I’ve just finished reading “Xoc, an Extension-Oriented Compiler for
Systems Programming”, by Russ Cox, Tom Bergany, Austin
T. Clements, Frans Kaashoek, and Eddie Kohlery. It’s a description of
an interesting approach to extensible compilation, for C in this case,
that refines a lot of ideas that have been explored previously,
bringing them together in a more compositional style than previous
extensible compilers have managed to achieve.
One of the key themes in the paper is how to control extension
visibility. They describe a couple of approaches they take: one, a
type system used to ensure that extensions to abstract syntax are only
visible to other extensions when those extensions explicitly declare
knowledge of them; and two, an approach from Warth et al.’s
“Statically scoped object adaptation with expanders” paper for
controlling visibility of extensions to core data structures. I wonder
if the latter is used to underpin the former at all.
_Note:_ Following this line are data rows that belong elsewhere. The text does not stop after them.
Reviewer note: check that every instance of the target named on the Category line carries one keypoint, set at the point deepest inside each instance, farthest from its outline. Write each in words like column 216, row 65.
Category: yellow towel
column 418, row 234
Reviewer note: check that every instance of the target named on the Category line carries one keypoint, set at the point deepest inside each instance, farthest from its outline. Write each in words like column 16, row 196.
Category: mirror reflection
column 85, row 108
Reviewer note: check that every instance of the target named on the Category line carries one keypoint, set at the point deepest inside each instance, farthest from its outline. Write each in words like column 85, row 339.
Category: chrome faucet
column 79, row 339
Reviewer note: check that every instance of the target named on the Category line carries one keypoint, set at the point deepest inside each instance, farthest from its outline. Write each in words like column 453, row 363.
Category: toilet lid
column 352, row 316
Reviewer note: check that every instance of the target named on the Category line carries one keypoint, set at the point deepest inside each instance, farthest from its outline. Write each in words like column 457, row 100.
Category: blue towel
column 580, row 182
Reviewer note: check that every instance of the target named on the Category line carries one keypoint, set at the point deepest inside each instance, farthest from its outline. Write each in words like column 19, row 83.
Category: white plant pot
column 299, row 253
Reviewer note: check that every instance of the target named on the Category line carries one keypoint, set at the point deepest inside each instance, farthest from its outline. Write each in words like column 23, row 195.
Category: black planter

Regarding the type system approach they take, it’s interesting how it
lets the extension writer provide analyses directly in terms of
extension abstract syntax, rather than forcing translation to a core
language before performing any analysis. We did the latter in
Highwire, and the error messages referred to core-language constructs
which didn’t map well to source-language syntax: the user was forced
to unexpand the macro in their heads to make sense of the output of
the compiler. The paper refers to this problem in section 5.2, where
the authors write “Since macros cannot access compiler internals, they
typically do not even type check their arguments, producing cryptic
errors when invoked incorrectly.”
Their compiler, xoc, is a source-to-source translator at the moment,
which means it’s not integrated with code generation and backend
optimisations and rewrites. It’d be fascinating to build a complete
compiler in this style. It’d also be neat to relate this approach to
extensible semantics. At the moment the extensions look quite
ad-hoc. How could this framework be used, for example, to extend
Scheme or ML, where there’s a real semantics underneath it?
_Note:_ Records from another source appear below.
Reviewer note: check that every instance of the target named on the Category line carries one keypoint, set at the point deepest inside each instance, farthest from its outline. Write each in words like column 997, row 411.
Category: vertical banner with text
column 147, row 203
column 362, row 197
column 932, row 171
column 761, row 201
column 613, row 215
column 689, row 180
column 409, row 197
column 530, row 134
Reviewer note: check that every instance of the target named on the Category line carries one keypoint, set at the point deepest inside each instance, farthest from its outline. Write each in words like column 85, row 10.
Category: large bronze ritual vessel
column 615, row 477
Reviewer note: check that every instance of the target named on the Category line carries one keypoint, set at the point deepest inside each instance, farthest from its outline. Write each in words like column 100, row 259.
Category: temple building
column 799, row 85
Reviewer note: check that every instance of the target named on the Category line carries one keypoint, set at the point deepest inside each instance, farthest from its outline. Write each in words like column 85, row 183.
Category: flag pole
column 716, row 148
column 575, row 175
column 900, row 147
One nice feature of xoc is that it tries to preserve hygiene during
rewriting. I’m curious as to whether it preserves hygiene to the
degree that, say, syntax-case
does; their description of the feature
was a bit terse for me to be able to tell. In particular I’m
interested in how it treats keywords, and where “fresh names” come in
to the picture; the paper speaks simply of the code emitter renaming
variables “when two distinct variables share a name”.
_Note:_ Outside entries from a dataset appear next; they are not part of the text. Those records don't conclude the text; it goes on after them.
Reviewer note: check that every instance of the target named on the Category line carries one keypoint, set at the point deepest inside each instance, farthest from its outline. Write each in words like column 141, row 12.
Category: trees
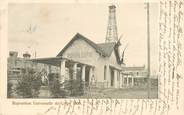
column 29, row 84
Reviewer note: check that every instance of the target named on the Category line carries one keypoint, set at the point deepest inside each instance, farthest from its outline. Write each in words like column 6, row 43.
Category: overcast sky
column 55, row 24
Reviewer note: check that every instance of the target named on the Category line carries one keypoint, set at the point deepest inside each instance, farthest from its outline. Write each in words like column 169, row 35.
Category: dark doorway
column 112, row 77
column 87, row 76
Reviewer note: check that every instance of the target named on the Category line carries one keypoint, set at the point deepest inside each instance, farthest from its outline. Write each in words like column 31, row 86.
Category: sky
column 53, row 26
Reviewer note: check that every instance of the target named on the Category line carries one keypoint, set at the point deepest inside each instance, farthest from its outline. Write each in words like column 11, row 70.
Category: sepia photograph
column 83, row 50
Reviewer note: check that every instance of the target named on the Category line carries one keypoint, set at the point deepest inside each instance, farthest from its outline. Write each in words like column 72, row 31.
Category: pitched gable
column 91, row 43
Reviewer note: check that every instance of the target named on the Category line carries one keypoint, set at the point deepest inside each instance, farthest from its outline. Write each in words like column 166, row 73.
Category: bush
column 29, row 84
column 75, row 87
column 55, row 86
column 9, row 90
They use a GLR parser for converting concrete syntax to abstract
syntax. One of the benefits of this is its ability to deal with
ambiguity, which they exploit in a couple of ways, most ingeniously in
their approach to type inference (if you like) for syntax pattern
variables. I’d like to learn more about how xoc computes the type of a
syntax pattern variable; I wonder if a similar system could be ginned
up for use with OMeta?
The laziness of most of xoc’s attribute computations is rather
nifty. Code generated relatively late in a compilation, when earlier
passes are complete for the rest of the code, can have necessary
information filled in lazily on demand, running just those parts of
the previous analyses that are required.
I’d like to see some of the pattern-matching and reconstruction
features of xoc employed in the context of general purpose
computing. It seems to me that using a GLR parser the way they do
could effectively provide concrete domain-specific syntax for
algebraic data types, not just abstract syntax trees. (The question
arises: when is an AST an ADT? Always?) Being able to cons up syntax
for new types as easily as Haskell and ML cons up the types themselves
seems like a win it’s worth experimenting with. OMeta goes a step in
this direction; I hope to explore it myself sometime soon.